Páginas


"Ultrapassa-te a ti mesmo a cada dia, a cada instante. Não por vaidade, mas para corresponderes à obrigação sagrada de contribuir sempre mais e sempre melhor, para a construção do Mundo. Mais importante que escutar as palavras é adivinhar as angústias, sondar o mistério, escutar o silêncio. Feliz de quem entende que é preciso mudar muito para ser sempre o mesmo".

Dom Helder Câmara


quarta-feira, 6 de junho de 2018

108 - Preciosidades antigas de Várzea-Alegre - Por Antônio Morais.

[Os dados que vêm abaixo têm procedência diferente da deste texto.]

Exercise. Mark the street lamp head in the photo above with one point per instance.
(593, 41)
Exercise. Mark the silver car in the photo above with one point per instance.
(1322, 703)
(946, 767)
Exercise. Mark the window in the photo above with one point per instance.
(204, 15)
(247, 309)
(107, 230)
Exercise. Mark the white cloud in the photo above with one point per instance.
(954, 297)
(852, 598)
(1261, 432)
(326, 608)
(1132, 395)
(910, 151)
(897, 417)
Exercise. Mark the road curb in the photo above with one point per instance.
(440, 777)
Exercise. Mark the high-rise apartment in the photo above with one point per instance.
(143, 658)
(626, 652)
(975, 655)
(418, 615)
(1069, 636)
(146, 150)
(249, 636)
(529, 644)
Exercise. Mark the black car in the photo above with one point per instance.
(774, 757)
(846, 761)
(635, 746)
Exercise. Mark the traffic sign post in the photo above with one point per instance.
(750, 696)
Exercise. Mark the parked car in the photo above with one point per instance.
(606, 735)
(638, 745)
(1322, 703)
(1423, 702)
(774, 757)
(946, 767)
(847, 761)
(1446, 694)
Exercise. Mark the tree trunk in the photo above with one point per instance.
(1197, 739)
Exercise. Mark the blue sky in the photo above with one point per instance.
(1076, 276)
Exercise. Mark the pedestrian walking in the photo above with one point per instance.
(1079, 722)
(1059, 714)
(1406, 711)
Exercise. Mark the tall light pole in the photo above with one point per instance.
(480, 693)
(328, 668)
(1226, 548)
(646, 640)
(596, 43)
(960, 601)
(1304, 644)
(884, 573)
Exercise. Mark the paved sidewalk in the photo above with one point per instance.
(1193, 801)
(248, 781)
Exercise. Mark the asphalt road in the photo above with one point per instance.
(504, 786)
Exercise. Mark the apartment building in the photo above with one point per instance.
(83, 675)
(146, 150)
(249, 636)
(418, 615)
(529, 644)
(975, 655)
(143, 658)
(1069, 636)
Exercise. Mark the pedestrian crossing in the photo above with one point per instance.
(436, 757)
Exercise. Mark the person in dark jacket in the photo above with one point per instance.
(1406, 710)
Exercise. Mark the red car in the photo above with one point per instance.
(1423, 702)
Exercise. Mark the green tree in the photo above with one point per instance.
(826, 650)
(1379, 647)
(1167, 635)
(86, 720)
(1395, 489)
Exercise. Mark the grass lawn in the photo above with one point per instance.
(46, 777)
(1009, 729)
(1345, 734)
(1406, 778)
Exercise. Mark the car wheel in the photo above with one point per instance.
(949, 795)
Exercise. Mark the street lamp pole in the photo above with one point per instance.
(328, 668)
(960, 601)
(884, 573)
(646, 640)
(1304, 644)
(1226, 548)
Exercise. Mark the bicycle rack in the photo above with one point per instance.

Antônio Alves, do Sanharol e Sá Zefa eram o casal  mais pobre da Ribeira do Machado. Bens materiais não tinham algum. Eram pois muito rico de humildade e resignação. No encantamento de uma alvorada, Sá Zefa disse: Antônio, não tem pó nem açúcar para eu fazer um cafezinho para você. 

Antônio se levantou da sua tipoia, foi até onde estava Sá Zefa, abraçou-a, beijou-a,  fizeram  amor e, se realizaram como homem e mulher. A seguir, Antônio foi comprar fiado uma quarta de café e outra de açúcar na mercearia próxima de sua casa.

Na mesma alvorada, a esposa de um fazendeiro rico quando deu por ela descobriu que tinha uma sócia. Escandalizar-se diante da sociedade e peitar a fera não era a opção mais recomendada. Então, resolveu rezar. Todo dia reunia as moradoras diante da imagem de "Mãe Rainha" e haja reza.

Depois do terço, vinham as intenções e ações de graças. Era reza pra tudo que era fim. Pra recuperar a saúde do doente, pró inverno ser bom,  para a safra do arroz ser "sufrive" e "tal que verei".

O sonso do marido "nem mode coisa", bem sossegado numa tipoia, no quarto ao lado, ouvia o clamor piedoso e chorão da esposa.

Em dado momento ouviu-se a dona da casa dar o seu depoimento : Agora nós vamos rezar "uma salve rainha, cinco pai nosso e doze ave-maria" pra ver se o meu marido larga aquela quenga : "que eu duvido"!.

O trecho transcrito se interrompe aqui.